Em última instância, é sobre o inefável Raposo que impende a responsabilidade desta flagrante violação dos direitos humanos. Não obstante, é importante também sublinhar – ferindo ostensivamente susceptibilidades (a reciprocidade é um princípio de justiça e as susceptibilidades dos ofendidos pelo lamentável desenrolar deste caso, e doutros similares, são sempre feridas de morte) – o papel do racismo institucionalizado – subtil, no caso dos assistentes sociais que procuram, e têm-no conseguido, desmoralizar os moradores; flagrante, no caso das forças policiais, cujo registo criminal atinge já proporções biblícas. É um facto: a mão direita e a mão esquerda do Estado, funcionam sempre melhor em conjunto. Primeiro violenta-se, depois conforta-se e apazigua-se, conquistando-se os corações e as mentes (dos mais incautos). Desprovidos das mais elementares noções de humanismo ou empatia e açicatados pela predominante cor negra de uma comunidade cabo-verdiana, infligem, à margem da lei, danos irreversíveis a um espaço social, também ele, incapaz de resistir, fragilizado que está pela pobreza, pelo desemprego e pela estigmatização.

A bem montada estratégia terrorista (é preciso reconhecer o mérito onde ele existe) que, gradualmente, vai fazendo o seu caminho, instala o medo nos moradores e torna muito mais fácil à restante sociedade, amedrontada, inerte e alheada, assobiar para o lado, fingir que nada se passa e assim tornar-se cúmplice do crime que está em curso. O HABITA, bem como outros movimentos, organizações e cidadãos, que ainda preservam alguma capacidade para se indignar e pensar criticamente, tem denunciado sistematicamente este caso que, embora aconteça à escala urbana, revela alguns dos mais preocupantes e estruturais problemas da sociedade portuguesa.
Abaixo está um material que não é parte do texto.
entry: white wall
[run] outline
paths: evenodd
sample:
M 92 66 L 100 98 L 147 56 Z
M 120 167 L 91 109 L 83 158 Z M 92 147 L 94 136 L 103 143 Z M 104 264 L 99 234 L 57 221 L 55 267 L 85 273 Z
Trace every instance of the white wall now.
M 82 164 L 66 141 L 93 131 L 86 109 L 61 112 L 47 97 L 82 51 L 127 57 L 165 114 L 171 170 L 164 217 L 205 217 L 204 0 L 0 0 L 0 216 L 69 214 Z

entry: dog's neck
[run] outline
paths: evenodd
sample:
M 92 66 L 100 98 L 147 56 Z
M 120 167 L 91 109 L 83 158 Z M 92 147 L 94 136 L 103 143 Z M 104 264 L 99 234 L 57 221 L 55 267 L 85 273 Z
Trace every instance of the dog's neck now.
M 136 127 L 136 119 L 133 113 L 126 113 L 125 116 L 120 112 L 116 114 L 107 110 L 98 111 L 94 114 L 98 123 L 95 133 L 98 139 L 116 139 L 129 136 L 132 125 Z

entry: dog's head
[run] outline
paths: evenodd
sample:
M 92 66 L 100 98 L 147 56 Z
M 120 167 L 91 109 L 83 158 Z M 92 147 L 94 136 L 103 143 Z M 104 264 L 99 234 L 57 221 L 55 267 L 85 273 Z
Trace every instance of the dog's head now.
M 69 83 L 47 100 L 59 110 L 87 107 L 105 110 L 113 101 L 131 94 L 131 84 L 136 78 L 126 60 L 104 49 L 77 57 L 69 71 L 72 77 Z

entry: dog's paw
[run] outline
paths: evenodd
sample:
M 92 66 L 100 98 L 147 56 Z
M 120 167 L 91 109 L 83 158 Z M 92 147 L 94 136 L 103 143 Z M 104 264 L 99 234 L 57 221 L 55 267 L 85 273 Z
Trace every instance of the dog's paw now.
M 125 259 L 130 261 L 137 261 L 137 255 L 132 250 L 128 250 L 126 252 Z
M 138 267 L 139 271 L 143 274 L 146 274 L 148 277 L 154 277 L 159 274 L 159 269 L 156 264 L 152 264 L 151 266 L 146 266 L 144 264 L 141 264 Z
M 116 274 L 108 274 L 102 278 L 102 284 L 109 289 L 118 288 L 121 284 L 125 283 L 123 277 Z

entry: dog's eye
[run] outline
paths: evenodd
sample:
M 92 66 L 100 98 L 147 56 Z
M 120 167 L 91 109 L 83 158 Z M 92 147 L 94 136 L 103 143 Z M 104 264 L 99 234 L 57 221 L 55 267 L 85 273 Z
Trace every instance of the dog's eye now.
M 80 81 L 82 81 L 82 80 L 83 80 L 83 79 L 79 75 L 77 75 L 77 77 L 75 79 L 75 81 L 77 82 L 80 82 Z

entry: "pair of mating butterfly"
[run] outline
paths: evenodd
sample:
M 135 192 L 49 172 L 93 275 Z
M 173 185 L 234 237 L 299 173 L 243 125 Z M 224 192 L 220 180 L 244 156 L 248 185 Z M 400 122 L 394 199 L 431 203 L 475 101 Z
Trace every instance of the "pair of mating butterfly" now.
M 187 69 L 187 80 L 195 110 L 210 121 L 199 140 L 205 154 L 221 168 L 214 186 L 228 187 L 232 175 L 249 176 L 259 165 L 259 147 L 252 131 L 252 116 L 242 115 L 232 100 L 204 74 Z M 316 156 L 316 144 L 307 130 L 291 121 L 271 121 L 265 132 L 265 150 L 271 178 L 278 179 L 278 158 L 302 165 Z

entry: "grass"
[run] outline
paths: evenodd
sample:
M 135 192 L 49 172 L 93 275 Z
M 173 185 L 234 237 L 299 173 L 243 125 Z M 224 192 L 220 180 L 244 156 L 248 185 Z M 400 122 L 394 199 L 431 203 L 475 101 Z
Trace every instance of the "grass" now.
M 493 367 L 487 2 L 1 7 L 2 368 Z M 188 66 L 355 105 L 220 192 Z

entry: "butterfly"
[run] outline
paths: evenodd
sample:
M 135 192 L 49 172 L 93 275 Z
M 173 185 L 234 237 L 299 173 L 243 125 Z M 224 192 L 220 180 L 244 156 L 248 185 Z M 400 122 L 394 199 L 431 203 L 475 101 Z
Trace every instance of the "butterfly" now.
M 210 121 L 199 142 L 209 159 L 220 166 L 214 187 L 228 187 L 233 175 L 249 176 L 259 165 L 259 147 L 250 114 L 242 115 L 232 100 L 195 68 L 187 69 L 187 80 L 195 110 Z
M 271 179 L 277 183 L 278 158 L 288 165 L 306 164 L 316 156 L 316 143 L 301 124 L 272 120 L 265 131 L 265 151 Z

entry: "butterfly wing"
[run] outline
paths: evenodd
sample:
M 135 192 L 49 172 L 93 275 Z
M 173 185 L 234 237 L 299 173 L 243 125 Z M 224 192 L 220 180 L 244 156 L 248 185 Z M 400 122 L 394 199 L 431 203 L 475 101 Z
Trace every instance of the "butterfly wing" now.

A (sub)urbanização da injustiça inscreve-se de modo cada vez mais fundo e duradouro, contribuíndo para a produção de uma paisagem urbana desoladora e disfuncional. A segregação urbana, económica e cultural, é uma das marcas características do processo de desenvolvimento da metrópole lisboeta. Santa Filomena, Cova da Moura, Vale da Amoreira, 6 de Maio, Quinta do Mocho, entre muitos outros bairros, ilustram-no. A transformação destes espaços, num sentido oposto aquele que desejam os poderes rentistas-imobiliários (mercadorização/privatização/estetização) implicará sempre que os seus habitantes se auto-organizem e procurem tomar nas suas mãos o destino dos espaços que lhes pertencem, que quotidianamente ajudam a (re)construir e cujo futuro depende, em larga medida, da sua capacidade de forjar solidariedades e subjetividades políticas atuantes que, com audácia e combatividade, procurem resistir e contrariar o poder hegemónico da cidade feita para o lucro. A cidade é das pessoas. É para elas (e por elas) que deve ser incessantemente (re)construída.